Austin Williams, a seventh grader at E.B. Frink Middle School in La Grange, won second place for his project “Sound Check,” which tested which materials provided the most effective sound proofing and how the size of a room affected the sound level.
He competed in the middle school Engineering and Technology category. His result in the state contest, held last weekend at the campus of N.C. State University, includes a nomination to compete in the Broadcom Masters, the nation’s top science and engineering competition for middle school students.
A project created by Northwest Elementary fifth grader Christian Wiggins explored the properties of buoyancy and won an honorable mention at the N.C. Science and Engineering Fair.
Northwest Elementary School fifth grader Christian Wiggins received an honorable mention in the elementary school division. His project – “Aluminum Boat: Sink or Float?” – explored how shape and size affected the buoyancy of the “boats” he fashioned from aluminum foil.
Austin, Christian and eight other LCPS students qualified for the state science fair by winning honors at the Northeast Region Science and Engineering Fair held in February in Greenville.
About 400 elementary, middle school and high school students from across North Carolina competed at the state level.

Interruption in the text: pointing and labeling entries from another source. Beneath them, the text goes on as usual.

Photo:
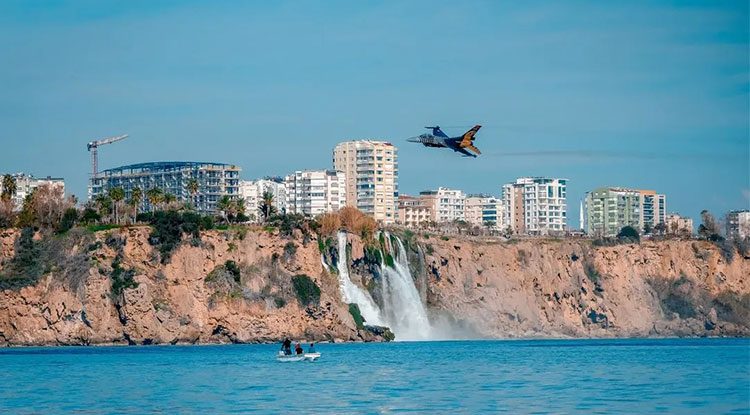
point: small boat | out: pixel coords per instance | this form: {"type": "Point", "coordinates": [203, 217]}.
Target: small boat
{"type": "Point", "coordinates": [290, 358]}
{"type": "Point", "coordinates": [312, 356]}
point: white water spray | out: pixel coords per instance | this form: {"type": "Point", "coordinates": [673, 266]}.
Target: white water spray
{"type": "Point", "coordinates": [402, 304]}
{"type": "Point", "coordinates": [351, 292]}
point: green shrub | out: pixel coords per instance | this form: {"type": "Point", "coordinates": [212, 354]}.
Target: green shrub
{"type": "Point", "coordinates": [307, 291]}
{"type": "Point", "coordinates": [357, 315]}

“There aren’t words that would justify how extremely proud of Austin I am. He is a brilliant young man with so much potential in the sciences,” Kristin Davenport, a science teacher at Frink, said. “He simply has a knack for science. I truly love that I am not the only one who sees that, and that now he has the opportunity to go to Washington and compete.”
Along with his award, Christian returned from Raleigh with an enhanced appreciation of N.C. State University and its engineering program, according to his teacher, Shalona Newkirk.
“He’s a die-hard Duke fan,” Newkirk said, “but when he had this chance to be on the campus of N.C. State and had the opportunity to talk to a few people there, he came back with the idea that he might go to N.C. State for a few years before going to Duke.”